(MONTGOMERY)—Attorney General Luther Strange said he is pleased by a federal court ruling today that struck down what he called “an intrusive and overreaching” rule of the Environmental Protection Agency regarding air emissions across states.
The U.S. Court of Appeals for the District of Columbia invalidated the EPA’s Cross State Air Pollution Rule (CSAPR), ruling in the case of EME Homer City Generation L.P. v. EPA.
Attorney General Strange joined with Texas Attorney General Greg Abbott and 13 other states challenging the rule.
“This ruling upholds major principles of fair play,” said Attorney General Strange. “A state must have the opportunity to propose its own plan to control air emissions before the EPA forces a federal government plan upon the state. EPA’s actions in this respect have represented a departure from the longstanding principle of cooperative federalism. I am pleased that the court today struck down this intrusive and overreaching rule.”

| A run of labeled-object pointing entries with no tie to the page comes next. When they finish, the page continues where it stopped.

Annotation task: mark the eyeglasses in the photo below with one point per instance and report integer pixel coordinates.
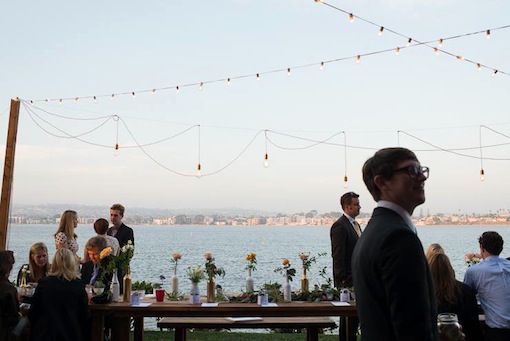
(414, 171)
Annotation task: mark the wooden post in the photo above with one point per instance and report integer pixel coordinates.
(10, 149)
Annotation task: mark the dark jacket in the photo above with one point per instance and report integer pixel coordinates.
(395, 296)
(9, 308)
(60, 311)
(343, 240)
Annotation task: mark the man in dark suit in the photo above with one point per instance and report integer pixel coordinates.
(394, 292)
(122, 232)
(344, 234)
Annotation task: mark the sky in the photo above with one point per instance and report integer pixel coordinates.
(316, 125)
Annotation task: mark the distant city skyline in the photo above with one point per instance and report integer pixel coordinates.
(216, 86)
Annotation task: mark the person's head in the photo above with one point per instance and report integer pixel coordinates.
(6, 262)
(116, 214)
(443, 277)
(94, 247)
(38, 257)
(64, 265)
(68, 222)
(101, 226)
(490, 242)
(350, 204)
(395, 175)
(432, 250)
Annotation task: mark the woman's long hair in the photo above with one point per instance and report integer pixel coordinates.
(444, 279)
(64, 265)
(67, 224)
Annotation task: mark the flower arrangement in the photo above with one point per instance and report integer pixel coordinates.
(175, 259)
(210, 267)
(196, 274)
(286, 269)
(472, 258)
(252, 261)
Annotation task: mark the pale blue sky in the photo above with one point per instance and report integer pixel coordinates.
(65, 49)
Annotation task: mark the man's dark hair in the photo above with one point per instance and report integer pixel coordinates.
(492, 242)
(346, 199)
(383, 163)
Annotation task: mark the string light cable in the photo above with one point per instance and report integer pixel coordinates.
(382, 28)
(199, 85)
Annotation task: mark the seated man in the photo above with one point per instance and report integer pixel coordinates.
(491, 280)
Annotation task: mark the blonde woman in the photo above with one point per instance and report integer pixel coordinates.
(59, 308)
(38, 264)
(65, 237)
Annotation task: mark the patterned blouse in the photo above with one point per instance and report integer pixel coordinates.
(70, 243)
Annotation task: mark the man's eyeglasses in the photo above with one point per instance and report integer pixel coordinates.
(414, 171)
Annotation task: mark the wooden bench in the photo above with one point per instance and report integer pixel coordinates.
(312, 324)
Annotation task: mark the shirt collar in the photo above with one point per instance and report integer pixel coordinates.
(400, 211)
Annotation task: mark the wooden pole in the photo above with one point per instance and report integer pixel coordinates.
(10, 149)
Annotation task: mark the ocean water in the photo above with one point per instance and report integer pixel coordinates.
(154, 246)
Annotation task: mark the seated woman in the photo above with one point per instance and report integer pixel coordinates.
(455, 297)
(94, 267)
(9, 304)
(37, 266)
(59, 308)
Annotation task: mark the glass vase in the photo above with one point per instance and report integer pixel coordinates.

The court found that the rule impermissibly imposed unwarranted requirements for emission reductions on sources within “upwind” states that were believed by the EPA to contribute to non-attainment of required limits on emission levels in “downwind” states. Furthermore, to the extent that CSAPR required the states to reduce their emissions by an amount greater than their own significant contribution to a downwind state’s non-attainment, the court held that EPA exceeded its statutory authority under the Clean Air Act.
The court also held that EPA itself violated the Clean Air Act by imposing Federal Implementation Plans (FIPs) on the states to achieve required emission reductions under CSAPR, without first allowing the states opportunity to submit to EPA their own State Implementation Plans (SIPs).
With its vacation of CSAPR, the court ordered EPA to continue to implement the Clean Air Interstate Rule (CAIR) pending promulgation of a valid replacement.